Within the CDE industries, there are many different waste management solutions to consider. When dealing with hazardous and electrical waste, it isn’t an option to simply dump excess materials. In 2014, the Waste Electric and Electronic Equipment (WEEE) regulations became law, in response to the fact that an estimated two million tonnes of WEEE items are discarded each year. According to the Waste Resource Action Programme (WRAP), electrical waste is the fastest growing source of waste in the UK. Of course, households play a part in this waste disposal as well, but the majority of damage is done by companies.
In response to this, the engineering sector has come up with numerous solutions, and ways in which themselves and companies in other sectors can better manage industrial waste. These methods include:
- Treatment technologies: this includes research into biodegradable and non-biodegradable waste and treating said waste to make it safer to store, transport, and repurpose.

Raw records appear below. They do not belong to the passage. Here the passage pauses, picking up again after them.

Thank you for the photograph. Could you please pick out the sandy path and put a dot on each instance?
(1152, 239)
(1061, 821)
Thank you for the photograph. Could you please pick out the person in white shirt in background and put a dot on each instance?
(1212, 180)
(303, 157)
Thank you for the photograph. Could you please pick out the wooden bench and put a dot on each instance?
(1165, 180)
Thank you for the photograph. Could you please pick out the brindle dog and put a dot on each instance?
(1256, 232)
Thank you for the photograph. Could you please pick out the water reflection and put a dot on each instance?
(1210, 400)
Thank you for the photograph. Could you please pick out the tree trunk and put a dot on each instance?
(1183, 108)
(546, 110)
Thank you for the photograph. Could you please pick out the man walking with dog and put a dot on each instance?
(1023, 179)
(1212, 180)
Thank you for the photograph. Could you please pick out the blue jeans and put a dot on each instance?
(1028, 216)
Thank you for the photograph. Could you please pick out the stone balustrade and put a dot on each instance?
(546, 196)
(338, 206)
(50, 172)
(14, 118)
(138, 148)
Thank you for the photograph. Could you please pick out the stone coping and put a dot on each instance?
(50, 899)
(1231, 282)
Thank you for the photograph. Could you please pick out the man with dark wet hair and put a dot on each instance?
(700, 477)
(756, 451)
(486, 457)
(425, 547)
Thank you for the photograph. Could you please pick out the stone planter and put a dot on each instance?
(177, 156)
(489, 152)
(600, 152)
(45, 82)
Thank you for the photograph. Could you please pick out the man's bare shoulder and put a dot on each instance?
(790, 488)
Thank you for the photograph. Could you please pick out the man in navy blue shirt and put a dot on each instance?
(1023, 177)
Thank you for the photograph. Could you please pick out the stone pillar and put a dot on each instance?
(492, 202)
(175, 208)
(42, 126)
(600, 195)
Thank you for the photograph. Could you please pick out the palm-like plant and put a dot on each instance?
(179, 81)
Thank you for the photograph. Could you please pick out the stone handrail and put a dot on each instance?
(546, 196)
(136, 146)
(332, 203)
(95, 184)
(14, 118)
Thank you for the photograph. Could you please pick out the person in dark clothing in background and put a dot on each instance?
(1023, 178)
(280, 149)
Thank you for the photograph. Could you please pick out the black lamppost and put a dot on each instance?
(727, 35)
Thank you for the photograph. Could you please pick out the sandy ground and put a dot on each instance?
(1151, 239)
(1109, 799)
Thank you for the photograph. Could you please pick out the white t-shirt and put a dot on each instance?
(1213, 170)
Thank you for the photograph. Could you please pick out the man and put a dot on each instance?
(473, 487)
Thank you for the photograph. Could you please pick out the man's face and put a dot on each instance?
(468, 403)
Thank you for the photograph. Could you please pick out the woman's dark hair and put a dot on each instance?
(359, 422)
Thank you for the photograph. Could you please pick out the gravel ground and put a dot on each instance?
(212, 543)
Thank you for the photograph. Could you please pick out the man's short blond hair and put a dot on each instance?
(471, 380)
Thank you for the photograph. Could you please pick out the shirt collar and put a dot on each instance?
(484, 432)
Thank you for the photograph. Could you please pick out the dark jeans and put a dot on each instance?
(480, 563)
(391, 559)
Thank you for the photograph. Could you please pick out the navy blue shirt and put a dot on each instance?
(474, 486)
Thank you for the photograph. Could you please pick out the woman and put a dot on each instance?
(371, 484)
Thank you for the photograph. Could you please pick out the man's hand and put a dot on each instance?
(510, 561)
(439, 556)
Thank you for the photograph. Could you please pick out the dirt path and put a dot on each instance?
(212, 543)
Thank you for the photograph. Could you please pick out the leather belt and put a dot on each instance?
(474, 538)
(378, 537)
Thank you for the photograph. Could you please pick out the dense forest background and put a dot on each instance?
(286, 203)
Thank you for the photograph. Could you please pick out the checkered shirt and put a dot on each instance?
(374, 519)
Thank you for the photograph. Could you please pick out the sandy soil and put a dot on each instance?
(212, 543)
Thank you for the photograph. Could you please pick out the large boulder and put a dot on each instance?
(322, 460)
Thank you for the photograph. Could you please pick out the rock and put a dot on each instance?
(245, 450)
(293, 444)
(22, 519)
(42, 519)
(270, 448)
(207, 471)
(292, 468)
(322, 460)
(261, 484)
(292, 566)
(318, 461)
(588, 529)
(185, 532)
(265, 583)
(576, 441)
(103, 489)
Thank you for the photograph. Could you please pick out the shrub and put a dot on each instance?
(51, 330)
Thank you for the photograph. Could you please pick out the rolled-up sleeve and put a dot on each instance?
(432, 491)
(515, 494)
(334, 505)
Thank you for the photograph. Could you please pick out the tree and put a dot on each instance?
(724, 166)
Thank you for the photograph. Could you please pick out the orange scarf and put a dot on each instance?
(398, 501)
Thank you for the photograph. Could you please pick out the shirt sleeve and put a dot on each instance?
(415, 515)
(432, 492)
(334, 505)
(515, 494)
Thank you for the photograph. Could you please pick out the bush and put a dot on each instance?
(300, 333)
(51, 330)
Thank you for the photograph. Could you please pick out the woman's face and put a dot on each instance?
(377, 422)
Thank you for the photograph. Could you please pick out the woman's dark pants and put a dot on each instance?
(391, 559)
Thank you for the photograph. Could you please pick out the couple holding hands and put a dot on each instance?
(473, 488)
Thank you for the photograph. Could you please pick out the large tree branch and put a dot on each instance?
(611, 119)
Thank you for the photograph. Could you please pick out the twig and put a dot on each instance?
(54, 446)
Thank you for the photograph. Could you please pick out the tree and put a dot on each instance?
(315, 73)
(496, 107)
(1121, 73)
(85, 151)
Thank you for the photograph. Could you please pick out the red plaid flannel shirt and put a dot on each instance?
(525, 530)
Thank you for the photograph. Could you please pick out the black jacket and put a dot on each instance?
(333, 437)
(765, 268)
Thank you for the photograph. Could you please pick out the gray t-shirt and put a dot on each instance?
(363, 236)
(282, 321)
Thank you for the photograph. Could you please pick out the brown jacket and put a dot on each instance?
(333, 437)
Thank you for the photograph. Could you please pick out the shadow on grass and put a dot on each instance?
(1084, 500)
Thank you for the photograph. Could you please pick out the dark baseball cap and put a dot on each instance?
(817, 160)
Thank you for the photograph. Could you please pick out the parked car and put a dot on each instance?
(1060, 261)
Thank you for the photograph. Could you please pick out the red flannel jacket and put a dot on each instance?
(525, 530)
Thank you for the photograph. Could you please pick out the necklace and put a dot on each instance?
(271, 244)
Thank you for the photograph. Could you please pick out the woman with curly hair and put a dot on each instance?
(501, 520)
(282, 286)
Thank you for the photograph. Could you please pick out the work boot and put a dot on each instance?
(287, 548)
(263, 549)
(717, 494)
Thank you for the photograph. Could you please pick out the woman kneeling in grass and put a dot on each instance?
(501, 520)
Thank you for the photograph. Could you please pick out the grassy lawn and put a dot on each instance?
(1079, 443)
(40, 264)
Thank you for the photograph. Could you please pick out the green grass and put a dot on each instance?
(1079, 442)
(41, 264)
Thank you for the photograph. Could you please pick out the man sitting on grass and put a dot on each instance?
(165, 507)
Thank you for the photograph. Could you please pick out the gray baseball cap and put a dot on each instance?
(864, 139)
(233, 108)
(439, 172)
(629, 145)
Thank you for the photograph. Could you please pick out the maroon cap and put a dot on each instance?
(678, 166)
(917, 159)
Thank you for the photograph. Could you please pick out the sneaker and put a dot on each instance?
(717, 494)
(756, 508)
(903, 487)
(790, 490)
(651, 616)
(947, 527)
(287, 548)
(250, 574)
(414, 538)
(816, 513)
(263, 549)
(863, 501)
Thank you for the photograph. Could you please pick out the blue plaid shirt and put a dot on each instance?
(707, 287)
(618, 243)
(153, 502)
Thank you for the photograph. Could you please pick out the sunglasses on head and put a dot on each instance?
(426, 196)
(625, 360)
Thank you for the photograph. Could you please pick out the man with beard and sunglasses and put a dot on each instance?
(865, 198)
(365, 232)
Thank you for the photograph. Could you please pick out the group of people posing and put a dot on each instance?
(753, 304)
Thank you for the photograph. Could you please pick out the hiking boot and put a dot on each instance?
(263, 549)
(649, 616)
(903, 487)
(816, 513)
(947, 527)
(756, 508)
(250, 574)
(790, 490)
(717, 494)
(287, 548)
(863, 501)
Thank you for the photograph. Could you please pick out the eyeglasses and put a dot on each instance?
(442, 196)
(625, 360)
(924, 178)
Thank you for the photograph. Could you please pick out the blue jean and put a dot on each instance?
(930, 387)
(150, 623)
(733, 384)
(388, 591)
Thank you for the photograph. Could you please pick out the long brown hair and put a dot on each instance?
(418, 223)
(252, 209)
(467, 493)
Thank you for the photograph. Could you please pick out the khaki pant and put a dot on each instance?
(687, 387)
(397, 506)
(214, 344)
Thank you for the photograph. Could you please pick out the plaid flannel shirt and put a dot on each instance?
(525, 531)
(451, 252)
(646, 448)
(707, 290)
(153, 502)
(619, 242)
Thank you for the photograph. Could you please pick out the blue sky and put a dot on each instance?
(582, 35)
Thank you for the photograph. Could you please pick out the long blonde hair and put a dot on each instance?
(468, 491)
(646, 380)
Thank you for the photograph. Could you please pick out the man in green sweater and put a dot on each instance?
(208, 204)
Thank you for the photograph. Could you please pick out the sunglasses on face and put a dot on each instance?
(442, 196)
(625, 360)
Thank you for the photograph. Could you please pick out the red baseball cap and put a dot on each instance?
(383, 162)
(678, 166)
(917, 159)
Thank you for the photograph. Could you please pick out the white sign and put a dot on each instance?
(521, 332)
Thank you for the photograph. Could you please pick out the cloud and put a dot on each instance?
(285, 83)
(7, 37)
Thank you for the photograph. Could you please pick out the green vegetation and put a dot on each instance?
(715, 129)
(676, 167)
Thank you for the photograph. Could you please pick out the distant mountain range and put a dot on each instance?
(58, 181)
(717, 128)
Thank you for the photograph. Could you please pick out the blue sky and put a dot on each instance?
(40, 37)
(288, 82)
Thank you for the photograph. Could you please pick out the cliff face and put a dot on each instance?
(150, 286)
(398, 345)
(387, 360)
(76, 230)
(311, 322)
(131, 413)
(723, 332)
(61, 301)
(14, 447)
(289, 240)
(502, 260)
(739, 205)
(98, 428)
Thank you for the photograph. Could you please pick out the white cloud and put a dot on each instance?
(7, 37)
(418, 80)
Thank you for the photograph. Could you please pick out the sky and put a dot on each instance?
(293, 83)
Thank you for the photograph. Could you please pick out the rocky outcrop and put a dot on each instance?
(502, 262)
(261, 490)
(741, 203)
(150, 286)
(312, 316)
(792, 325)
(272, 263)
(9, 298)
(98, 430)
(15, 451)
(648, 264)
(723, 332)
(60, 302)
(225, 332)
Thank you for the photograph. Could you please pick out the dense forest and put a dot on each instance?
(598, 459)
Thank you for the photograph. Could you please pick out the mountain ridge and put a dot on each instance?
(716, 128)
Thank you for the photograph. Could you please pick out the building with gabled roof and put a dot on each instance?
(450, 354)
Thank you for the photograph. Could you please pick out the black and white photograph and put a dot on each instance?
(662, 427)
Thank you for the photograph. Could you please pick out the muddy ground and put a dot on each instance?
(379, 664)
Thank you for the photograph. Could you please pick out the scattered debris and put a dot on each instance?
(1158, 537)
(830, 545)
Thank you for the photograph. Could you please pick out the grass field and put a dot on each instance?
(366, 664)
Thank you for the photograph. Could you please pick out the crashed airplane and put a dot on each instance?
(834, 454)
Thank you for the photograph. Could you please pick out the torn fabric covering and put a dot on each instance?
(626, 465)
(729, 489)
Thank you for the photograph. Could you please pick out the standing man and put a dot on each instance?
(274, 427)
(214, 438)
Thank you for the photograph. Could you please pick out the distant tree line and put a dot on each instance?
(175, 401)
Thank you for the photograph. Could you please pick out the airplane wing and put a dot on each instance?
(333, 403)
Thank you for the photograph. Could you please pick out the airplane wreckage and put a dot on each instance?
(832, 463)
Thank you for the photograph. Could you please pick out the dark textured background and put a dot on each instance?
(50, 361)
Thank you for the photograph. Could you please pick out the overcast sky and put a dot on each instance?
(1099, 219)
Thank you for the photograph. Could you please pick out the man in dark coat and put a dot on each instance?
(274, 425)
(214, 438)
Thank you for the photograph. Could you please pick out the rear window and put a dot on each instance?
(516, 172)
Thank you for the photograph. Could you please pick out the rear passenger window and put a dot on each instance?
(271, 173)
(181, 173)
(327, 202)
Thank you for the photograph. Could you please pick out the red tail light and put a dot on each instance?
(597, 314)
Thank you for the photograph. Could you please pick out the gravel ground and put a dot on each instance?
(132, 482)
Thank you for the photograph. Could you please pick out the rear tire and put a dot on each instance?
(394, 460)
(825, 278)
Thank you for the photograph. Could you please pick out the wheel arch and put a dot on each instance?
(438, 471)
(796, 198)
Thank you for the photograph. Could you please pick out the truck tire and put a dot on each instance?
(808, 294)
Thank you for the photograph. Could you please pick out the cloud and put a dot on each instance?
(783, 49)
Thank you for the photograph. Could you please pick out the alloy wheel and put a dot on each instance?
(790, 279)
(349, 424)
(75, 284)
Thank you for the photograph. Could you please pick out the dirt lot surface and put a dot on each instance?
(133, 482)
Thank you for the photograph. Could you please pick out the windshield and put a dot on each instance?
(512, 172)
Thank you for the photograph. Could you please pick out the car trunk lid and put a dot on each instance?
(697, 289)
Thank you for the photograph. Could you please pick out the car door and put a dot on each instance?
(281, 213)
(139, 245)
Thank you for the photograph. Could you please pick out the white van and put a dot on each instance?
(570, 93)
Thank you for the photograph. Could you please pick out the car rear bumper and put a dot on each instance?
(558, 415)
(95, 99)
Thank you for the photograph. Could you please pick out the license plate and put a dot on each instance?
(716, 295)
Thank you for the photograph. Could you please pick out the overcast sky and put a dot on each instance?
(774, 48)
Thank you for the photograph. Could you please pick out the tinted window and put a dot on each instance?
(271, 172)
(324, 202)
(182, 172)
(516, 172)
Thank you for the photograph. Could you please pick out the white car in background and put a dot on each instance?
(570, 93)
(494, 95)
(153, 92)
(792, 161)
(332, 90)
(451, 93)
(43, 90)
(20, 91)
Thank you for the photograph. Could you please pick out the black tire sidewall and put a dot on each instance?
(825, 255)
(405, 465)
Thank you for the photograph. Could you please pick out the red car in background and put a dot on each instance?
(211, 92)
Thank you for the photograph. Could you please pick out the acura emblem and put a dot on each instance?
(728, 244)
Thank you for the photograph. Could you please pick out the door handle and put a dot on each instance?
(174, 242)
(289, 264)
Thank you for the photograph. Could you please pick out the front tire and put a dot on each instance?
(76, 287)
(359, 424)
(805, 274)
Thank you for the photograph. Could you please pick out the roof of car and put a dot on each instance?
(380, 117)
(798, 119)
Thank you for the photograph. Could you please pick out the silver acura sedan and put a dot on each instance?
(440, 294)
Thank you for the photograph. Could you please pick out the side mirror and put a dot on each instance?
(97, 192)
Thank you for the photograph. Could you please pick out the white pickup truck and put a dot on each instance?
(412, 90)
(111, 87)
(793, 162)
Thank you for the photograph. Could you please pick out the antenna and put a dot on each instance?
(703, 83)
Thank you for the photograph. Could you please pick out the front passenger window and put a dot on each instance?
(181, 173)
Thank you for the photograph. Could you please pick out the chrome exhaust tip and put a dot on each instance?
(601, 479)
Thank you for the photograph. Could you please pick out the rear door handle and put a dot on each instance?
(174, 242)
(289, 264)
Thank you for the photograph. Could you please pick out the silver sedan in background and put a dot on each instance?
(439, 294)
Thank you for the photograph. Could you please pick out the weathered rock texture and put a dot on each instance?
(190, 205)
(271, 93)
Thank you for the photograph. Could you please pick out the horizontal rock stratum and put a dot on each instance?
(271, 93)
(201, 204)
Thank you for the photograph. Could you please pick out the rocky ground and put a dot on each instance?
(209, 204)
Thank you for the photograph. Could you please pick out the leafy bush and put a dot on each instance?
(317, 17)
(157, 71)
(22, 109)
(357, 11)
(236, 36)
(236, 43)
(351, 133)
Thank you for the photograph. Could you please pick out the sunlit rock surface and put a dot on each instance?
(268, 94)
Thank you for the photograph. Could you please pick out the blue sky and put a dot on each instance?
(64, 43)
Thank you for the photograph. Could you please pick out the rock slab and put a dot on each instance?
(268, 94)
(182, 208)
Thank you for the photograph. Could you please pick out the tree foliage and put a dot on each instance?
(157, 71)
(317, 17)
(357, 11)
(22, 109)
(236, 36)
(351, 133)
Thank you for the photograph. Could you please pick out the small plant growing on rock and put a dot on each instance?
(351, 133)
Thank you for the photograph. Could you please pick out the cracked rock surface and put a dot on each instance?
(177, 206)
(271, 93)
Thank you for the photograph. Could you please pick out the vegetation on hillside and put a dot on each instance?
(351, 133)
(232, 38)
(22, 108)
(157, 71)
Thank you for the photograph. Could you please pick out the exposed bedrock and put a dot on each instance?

- Recycling and re-purposing: for the engineering and construction industries, it’s both environmentally friendly and cost-effective to reuse and repurpose waste wherever possible. As well as recycling, repairing is another cost-efficient and environmentally beneficial way of cutting down on waste. Conducting electric motor repair, for example, could drastically decrease the amount of WEEE waste in the long run.
- Facilities and systems: as well as managing their own waste, engineering and construction companies are responsible for coming up with efficient waste management solutions across a variety of sectors. Designing and developing waste management facilities and systems such as waste processing plants or drainage systems is a fundamental part of the industry.
Engineering and construction companies may well create many waste management solutions, but when it comes to disposing of their own company’s waste, contacting an expert is imperative. Many specific hazardous waste companies are currently in operation in the UK, and they will organise the safe collection, recycling, and disposal of your waste — even the substances that are particularly dangerous or hazardous.
As well as historically being responsible for a large amount of industrial waste, the engineering industry is constantly coming up with new, innovative waste management ideas. With more emphasis than ever being placed on the importance of recycling or repairing rather than disposing of vital materials, this sector is on track to become greener and more responsible than ever before.